1. Teridentifikasi sebanyak 215 spesies dari 72 famili spesies tumbuhan pangan dan obat yaitu sebanyak 136 spesies tumbuhan pangan dan 156 spesies tumbuhan obat. Sebanyak 77 spesies di antara tumbuhan pangan dan obat berfungsi ganda yakni sebagai tumbuhan pangan juga tumbuhan obat. Spesies tumbuhan yang diketahui dan digunakan oleh masyarakat Suku Sasak di Desa Jeruk Manis untuk kebutuhan pangan dan obat-obatan cukup beragam dan relatif tinggi.

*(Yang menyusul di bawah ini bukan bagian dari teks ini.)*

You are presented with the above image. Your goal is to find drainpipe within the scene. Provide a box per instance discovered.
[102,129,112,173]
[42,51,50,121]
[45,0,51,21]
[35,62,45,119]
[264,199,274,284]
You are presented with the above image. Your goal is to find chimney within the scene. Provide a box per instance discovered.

Beragamnya spesies ini menjadi tanda bahwa kawasan hutan Taman Nasional Gunung Rinjani memiliki aset yang besar bagi pemenuhan kehidupan dan pembangunan kesehatan khususnya masyarakat sekitar Taman Nasional Gunung Rinjani. 2. Kearifan tradisional masyarakat di Desa Jeruk Manis cenderung hidup menyesuaikan dengan potensi alam sekitarnya yaitu memanfaatkan sumberdaya alam yang tersedia dan melakukan tindakan-tindakan konservasi. Kearifan tradisional masyarakat dapat dilihat dari cara memperlakukan padi dan sikap menghargai lingkungan. Tindakan konservasi yang dilakukan ini merupakan wujud kearifan tradisional yang harus dipertahankan dan terus dibudayakan demi kelangsungan sumberdaya alam yang dapat menjamin keberlangsungan kehidupan dan kesejahteraan manusia.

6.2 Saran

1. Pengembangan program kampung konservasi pangan dan obat keluarga POGA untuk mewujudkan kehidupan masyarakat Desa Jeruk Manis yang sehat dan mandiri yang akhirnya berdampak pada kesejahteraan dan kemakmuran mereka. 2. Pengembangan beberapa spesies tumbuhan pangan dan obat yang berpotensi seperti pakis Diplazium esculentum, bebele Centella asiatica, kayu sepang Caesalpinia sappan dan terong totok Solonum torvum.